D--I know, right? Worms even taste good. Eh.
MG--Maybe worms are too slimy?
G--Well maybe that's the answer. I missed the call in answer, but still, it's always suburban residents who ask questions, not greens keepers. This show has been on for 40 years and they always suggest chemicals, never sustainable options (well, sometimes they preface and answer sustainably then jump in to chemical suggestions). I'll never be invited on now, that's for sure. And this is a Nebraska Statewide Arboretum show.

Corner Gardener Sue said...

You know, Benjamin, I get mad when I watch that show, and have gotten so I don't even watch it anymore. If I would have seen that one, I may have contacted them with my displeasure. It's a good thing the critters around us are not able to get rid of us with chemicals when they perceive us to be in their space.

I've thought about taping the show so I can fast forward through the parts that talk about chemicals, but haven't remembered to so far.

As far as planting milkweed goes, you know with me, you are preaching to the choir. I am pleased that 5 of the 7 kinds I've planted are back and doing well. After doing some reading, I figured out I don't have the right growing conditions for those 2. I glanced at the common milkweed today, but didn't see any eggs yet.

Benjamin Vogt said...

I know Sue, I get angry often.
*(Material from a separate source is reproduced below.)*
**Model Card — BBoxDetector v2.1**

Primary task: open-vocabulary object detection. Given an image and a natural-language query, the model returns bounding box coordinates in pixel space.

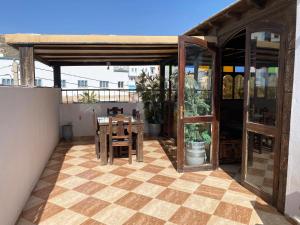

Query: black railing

I've written kindly to them a few times, and no response--not even a corporate one. Not very friendly or community oriented. Maybe we're just crazies? I'm putting in A. speciosa--we'll see what happens. I think I lost a nice sullivantii.

Desert Dweller said...

Nice poem, esp. "creatures...other world". But once familiar, those are no longer "other world".

Intersting insights on your sale, too. Saturday, I was at a plant sale the Univ. of Texas at El Paso has put on yearly for over a decade...encouraging, and I'll try to post on that. Perhaps that could be done there?

Nice how you are seeing the huge need for more appropriate alts to standard "landscape" practices.

Mary Gray said...

Great piece, Benjamin. Go milkweed! I've also planted Pawpaw and turtlehead and am hoping to get Tiger Swallowtail and Baltimore Checkerspot larva with those...the pic of you at the plant sale was pretty inspiring, too...makes me want to put my little garden coaching business out there a little more. Best of luck!

Benjamin Vogt said...

D--Well shoot, ruin the poem for me! :) The Nebraska Statewide Arboretum does native plant sales, but thousands don't show up. I wish they did! Nurseries just need to carry WAY more. Like McDonalds should have broccoli instead of fries forced on us.
M--Yes, push it, get your business out there! Go go go!